Los protagonistas masculinos de los cuentos suelen ser pequeños héroes simplones, como en el cuento de las Tres plumas. Príncipes encantados por una bruja y convertidos en rana, cerdo o bestia, o muchachos nacidos de una madre humana y un padre animal, que después de superar duras pruebas y realizar importantes hazañas, consiguen equilibrar su parte animal y humana y alcanzar la recompensa de la hermosa princesa, que suele encontrarse encantada o encerrada.

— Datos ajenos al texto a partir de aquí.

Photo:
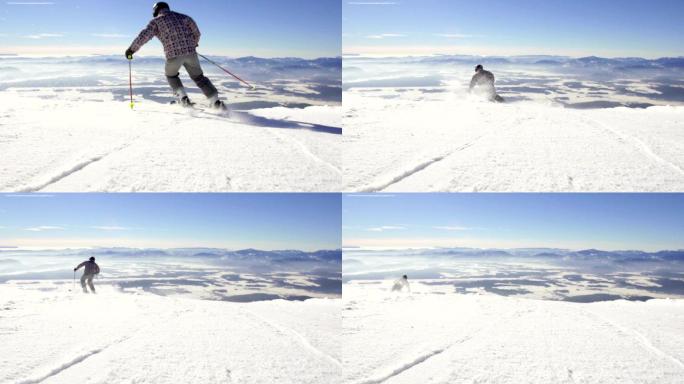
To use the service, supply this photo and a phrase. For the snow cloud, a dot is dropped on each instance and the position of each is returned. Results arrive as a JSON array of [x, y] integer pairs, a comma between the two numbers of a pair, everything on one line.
[[43, 36], [454, 35], [385, 36], [110, 35], [386, 228], [452, 228], [372, 3], [112, 228], [44, 228], [30, 3]]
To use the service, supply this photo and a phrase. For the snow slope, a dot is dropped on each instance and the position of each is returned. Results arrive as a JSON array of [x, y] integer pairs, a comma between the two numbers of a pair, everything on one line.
[[431, 338], [50, 335], [54, 140], [413, 140]]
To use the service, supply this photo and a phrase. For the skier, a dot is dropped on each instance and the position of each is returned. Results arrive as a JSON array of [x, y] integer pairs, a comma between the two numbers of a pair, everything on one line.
[[180, 37], [484, 80], [89, 271], [400, 284]]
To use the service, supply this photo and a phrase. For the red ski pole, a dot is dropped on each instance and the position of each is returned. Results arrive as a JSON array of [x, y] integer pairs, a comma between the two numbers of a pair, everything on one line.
[[130, 80], [226, 71]]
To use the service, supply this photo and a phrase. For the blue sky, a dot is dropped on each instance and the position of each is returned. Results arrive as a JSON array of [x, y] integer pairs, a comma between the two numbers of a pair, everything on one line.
[[264, 28], [233, 221], [609, 28], [575, 221]]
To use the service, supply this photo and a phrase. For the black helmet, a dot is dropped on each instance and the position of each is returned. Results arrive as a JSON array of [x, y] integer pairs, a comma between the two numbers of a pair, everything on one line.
[[158, 7]]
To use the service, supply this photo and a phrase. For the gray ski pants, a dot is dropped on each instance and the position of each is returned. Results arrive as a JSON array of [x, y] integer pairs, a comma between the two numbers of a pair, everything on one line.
[[192, 65], [89, 279]]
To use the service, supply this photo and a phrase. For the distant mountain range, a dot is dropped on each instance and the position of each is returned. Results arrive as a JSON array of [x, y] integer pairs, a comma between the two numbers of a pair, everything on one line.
[[282, 256], [274, 64], [551, 253], [545, 60]]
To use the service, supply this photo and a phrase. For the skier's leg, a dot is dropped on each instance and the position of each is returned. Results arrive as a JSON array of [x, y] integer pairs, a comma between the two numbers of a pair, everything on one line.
[[173, 76], [90, 283], [192, 65], [85, 290]]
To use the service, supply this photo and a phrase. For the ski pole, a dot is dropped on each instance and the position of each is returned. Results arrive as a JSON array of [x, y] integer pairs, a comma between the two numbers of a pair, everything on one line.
[[226, 71], [130, 80]]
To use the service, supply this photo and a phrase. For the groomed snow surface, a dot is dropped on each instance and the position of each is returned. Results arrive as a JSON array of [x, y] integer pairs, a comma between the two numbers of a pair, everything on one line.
[[429, 338], [71, 141], [51, 335], [415, 140]]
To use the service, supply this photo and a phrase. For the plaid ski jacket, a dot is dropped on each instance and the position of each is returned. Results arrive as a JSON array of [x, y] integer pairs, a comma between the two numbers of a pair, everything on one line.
[[178, 33]]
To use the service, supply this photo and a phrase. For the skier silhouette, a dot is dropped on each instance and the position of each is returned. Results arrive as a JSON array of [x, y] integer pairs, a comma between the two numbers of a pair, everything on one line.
[[180, 37], [89, 271], [400, 284], [483, 83]]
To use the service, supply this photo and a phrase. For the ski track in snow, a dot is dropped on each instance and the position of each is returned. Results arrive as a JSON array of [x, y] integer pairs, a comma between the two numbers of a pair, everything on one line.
[[644, 341], [419, 360], [640, 145], [71, 363], [411, 143], [70, 144], [509, 340], [61, 175], [379, 187], [296, 335], [299, 145]]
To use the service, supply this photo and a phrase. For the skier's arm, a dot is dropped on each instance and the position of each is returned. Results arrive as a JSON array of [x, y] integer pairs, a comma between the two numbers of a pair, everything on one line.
[[195, 30], [145, 35]]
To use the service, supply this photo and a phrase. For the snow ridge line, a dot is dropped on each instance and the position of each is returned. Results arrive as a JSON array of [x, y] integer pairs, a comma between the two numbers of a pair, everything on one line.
[[420, 167], [641, 146], [77, 360], [643, 340], [302, 340], [70, 171], [421, 359]]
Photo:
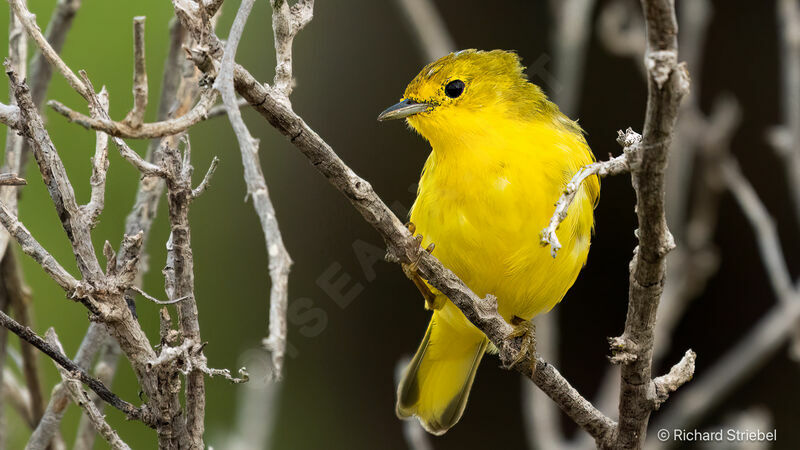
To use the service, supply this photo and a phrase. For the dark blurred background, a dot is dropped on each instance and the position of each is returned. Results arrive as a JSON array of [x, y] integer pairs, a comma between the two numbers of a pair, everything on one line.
[[353, 60]]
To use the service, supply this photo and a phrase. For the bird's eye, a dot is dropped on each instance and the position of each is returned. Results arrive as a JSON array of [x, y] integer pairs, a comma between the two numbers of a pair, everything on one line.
[[454, 88]]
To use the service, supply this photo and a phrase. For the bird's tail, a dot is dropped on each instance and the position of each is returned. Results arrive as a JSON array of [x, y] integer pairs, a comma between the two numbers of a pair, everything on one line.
[[436, 383]]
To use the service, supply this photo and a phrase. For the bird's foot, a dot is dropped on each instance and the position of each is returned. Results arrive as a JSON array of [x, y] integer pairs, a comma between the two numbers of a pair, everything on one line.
[[432, 301], [525, 330]]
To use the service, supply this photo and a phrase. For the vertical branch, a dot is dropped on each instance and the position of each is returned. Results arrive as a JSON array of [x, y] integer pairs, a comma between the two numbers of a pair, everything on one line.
[[136, 116], [764, 338], [80, 397], [179, 279], [57, 406], [286, 26], [17, 57], [786, 138], [287, 21], [667, 82], [99, 168], [57, 30], [19, 299]]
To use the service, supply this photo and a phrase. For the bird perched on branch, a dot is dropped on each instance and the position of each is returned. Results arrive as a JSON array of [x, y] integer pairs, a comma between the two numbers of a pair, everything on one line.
[[501, 156]]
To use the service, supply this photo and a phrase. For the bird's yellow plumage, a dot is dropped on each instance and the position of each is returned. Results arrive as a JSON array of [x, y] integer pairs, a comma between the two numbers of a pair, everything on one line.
[[501, 156]]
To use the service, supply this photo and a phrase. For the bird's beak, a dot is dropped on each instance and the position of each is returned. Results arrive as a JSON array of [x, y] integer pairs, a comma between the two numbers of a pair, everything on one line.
[[404, 109]]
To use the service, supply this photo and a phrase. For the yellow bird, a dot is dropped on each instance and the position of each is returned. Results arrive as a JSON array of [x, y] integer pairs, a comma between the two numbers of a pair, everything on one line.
[[501, 156]]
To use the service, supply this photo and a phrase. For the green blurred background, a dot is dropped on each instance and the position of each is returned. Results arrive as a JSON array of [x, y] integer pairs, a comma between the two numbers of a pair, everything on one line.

Los cuentos para niños son cuentos de héroes activos, aventureros y valientes, capaces de superar todo tipo de pruebas gracias a su inteligencia y astucia.

El Príncipe encantado suele ser convertido en rana u otro animal por una bruja mala y necesita ser salvado por una niña buena que no sienta repugnancia de él y le deje que coma en su mesa, se acueste en su cama y acepte besarlo, lo que hará que recupere su forma humana original.

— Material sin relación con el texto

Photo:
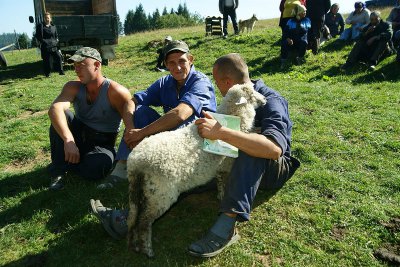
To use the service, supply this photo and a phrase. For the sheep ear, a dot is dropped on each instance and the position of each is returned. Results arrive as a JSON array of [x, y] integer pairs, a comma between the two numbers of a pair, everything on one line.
[[241, 101]]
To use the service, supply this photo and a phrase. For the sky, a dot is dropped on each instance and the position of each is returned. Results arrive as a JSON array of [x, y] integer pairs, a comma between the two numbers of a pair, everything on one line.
[[15, 13]]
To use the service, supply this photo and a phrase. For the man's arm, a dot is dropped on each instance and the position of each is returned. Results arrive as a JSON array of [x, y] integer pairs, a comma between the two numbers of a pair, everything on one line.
[[59, 120], [121, 100], [254, 144], [169, 121]]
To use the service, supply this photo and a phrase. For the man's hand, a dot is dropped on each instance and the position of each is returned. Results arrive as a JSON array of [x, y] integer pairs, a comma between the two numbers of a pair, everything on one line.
[[133, 137], [71, 152], [208, 127]]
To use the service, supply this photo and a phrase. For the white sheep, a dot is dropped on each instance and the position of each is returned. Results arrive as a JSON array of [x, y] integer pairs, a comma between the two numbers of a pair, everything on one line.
[[167, 164]]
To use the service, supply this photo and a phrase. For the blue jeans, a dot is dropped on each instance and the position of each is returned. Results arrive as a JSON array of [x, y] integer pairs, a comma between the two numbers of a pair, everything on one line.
[[247, 175], [143, 116]]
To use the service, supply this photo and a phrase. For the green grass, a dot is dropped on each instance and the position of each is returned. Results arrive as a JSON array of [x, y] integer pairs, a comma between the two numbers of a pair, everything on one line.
[[334, 212]]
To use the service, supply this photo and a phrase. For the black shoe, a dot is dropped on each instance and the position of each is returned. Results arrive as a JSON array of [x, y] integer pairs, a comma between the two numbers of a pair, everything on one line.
[[57, 183]]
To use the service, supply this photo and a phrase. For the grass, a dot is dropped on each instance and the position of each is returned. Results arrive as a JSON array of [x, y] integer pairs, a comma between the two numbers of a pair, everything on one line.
[[341, 205]]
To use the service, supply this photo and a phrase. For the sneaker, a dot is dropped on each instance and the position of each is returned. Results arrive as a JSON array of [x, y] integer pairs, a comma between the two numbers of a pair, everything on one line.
[[211, 245], [57, 183]]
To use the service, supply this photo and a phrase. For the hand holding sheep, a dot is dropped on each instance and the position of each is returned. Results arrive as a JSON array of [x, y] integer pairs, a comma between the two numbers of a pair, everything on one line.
[[133, 137], [208, 127]]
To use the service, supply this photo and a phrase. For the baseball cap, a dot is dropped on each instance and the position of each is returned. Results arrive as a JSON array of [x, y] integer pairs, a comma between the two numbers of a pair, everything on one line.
[[85, 52], [176, 45]]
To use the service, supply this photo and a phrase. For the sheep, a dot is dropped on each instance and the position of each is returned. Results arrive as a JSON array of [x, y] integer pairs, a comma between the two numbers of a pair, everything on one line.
[[167, 164]]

En los Tres hermanos o las Tres plumas, un rey tiene tres hijos y no tiene claro a cuál de ellos entregar su reino por lo que les manda realizar diferentes pruebas: traer el mejor tapiz, el anillo más bello y como otro objeto más, la princesa más hermosa. En las tres pruebas gana el más pequeño, Sencillón, y en la última, que consiste en que las novias de cada uno salten dentro de un anillo suspendido en el aire, también gana la princesa que ha traído Sencillón, el cual ha sido ayudado por una enorme rana y sus ranitas que viven en el interior de la tierra.  Sencillón no tiene que hacer nada, ni siquiera viajar, ya que el pozo donde vive la rana se abre delante del palacio. No tiene que realizar ningún esfuerzo. En muchos cuentos a los niños se les exime de la responsabilidad de sus errores y salvajismo, pero las niñas son responsables de los males que sufren ellas y sus seres queridos, reciben el castigo y necesitan ser redimidas.

John Tenniel – Alicia con la duquesa. Ilustración de Alicia en el país de las maravillas.

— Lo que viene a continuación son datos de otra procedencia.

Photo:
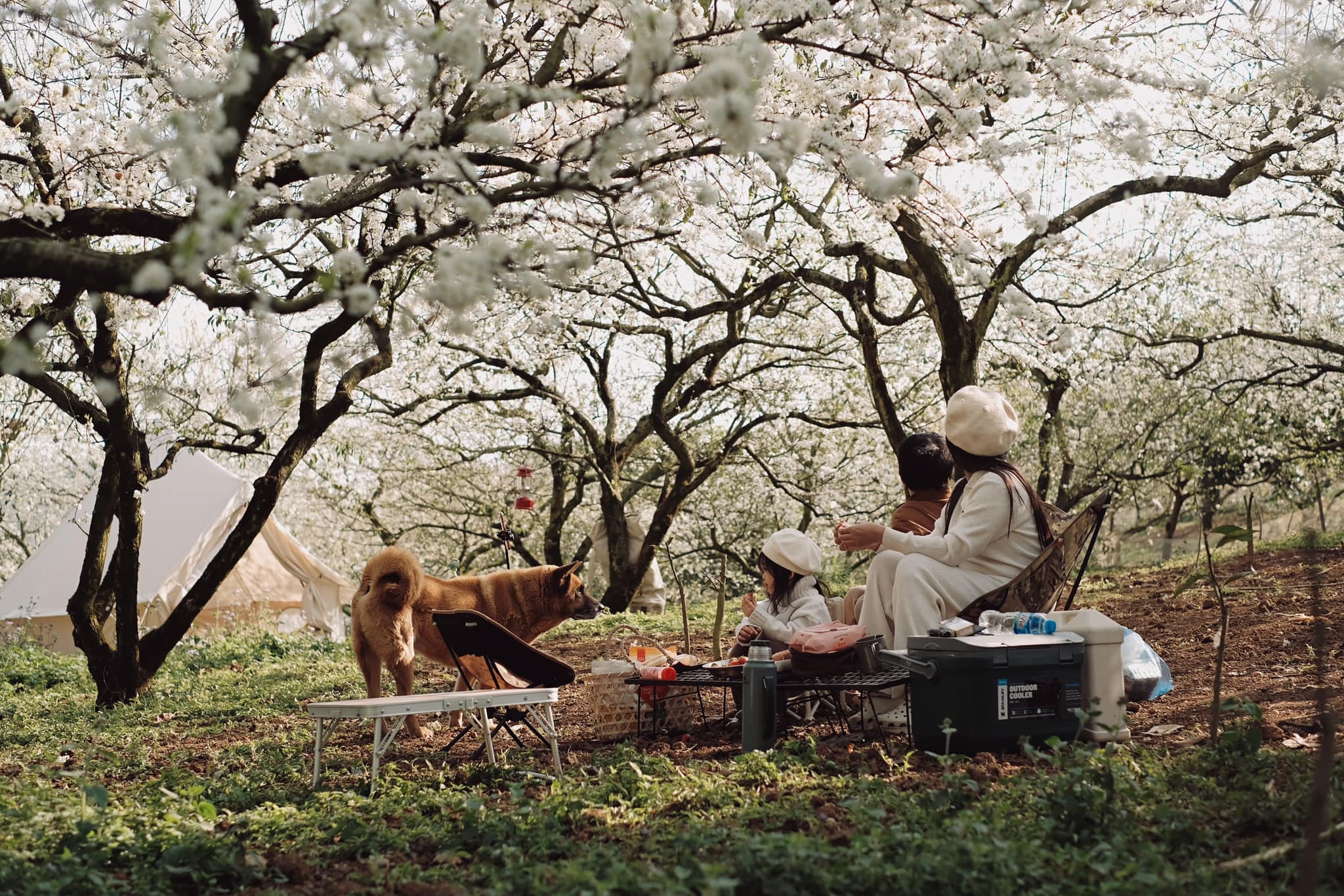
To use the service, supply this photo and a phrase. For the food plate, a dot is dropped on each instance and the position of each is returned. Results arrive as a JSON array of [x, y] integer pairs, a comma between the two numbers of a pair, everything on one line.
[[726, 668]]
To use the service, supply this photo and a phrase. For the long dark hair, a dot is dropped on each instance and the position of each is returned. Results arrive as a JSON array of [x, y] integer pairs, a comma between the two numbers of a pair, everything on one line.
[[1007, 472], [781, 594]]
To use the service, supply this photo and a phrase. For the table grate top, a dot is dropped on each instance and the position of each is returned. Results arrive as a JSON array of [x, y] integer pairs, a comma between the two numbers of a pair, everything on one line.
[[788, 682]]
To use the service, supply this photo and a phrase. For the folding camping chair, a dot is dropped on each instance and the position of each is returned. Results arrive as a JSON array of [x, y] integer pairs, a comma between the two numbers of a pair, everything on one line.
[[1040, 586], [511, 662]]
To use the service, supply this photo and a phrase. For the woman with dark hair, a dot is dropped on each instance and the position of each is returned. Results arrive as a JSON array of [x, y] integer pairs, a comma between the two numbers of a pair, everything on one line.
[[789, 563], [994, 525]]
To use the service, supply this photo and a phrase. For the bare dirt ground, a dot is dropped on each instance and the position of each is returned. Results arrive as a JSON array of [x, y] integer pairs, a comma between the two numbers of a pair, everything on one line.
[[1269, 660]]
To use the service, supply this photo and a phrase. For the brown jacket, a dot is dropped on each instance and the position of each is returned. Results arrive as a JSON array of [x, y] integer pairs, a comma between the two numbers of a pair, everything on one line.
[[921, 512]]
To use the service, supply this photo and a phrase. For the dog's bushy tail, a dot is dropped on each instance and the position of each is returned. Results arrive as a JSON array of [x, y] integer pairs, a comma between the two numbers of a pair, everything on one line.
[[393, 577]]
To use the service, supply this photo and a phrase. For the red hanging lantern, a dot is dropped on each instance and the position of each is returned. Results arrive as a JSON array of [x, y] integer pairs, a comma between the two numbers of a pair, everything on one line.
[[523, 501]]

En Peter Pan, el niño eterno, se avisa a los niños de la necesidad de madurar su sexualidad, de no quedarse en el eterno infante y crecer. En Pulgarcito o Garbancito, de los peligros que acechan en el mundo externo si se aventuran en él antes de haber llegado a la edad adecuada,  aún así se salvan gracias a su inteligencia y decisión. Pinocho es el niño desobediente que es atrapado en un mundo de vicios.

Los padres y muchos reyes de los cuentos aparecen como faltos de voluntad para ayudar a sus hijas y sobre todo ausentes, como en el caso de Blancanieves o La Cenicienta.

Conforme cambian las costumbres sociales encontramos cambios en los roles femeninos de los cuentos, como en Pipi Calzaslargas, la niña liberada y rebelde, o Alicia en el país de las maravillas, que  viaja más allá del espejo.

Entre las verdades que esconden los cuentos de hadas están los cambios reales que llegan con la pubertad y la necesidad de avisar a las niñas y niños de esos cambios y sus consecuencias. La necesidad de desarrollar sus habilidades, su intuición, su inteligencia, de aprender a tomar decisiones, de elegir. De asumir una gradual independencia y responsabilidad ante la vida. La aceptación de la soledad, de las dificultades, de la decepción, de la muerte, de los errores personales que a veces son la llave de la verdadera madurez.  De aprender a manejar los deseos o la vanidad.

Entre las mentiras  que esconden los cuentos de hadas y durante siglos han servido para manipular a niños y niñas, están las basadas en los roles de género que enseñan a las niñas a ser sumisas, obedientes, dulces, tiernas, frágiles, atontadas, inocentes, espontáneas, puras, virginales, teatrales en su imagen y apariencia, a no mostrar nunca sus verdaderos sentimientos. A utilizar sus habilidades para salvar a otros no para salvarse a sí mismas. Generosas y buenas siempre perdonan, aman sin importarles la apariencia de sus amados, aunque sean feos e incluso bestiales. Solo buscan la belleza interior, aman por compasión no por su propio deseo y satisfacción.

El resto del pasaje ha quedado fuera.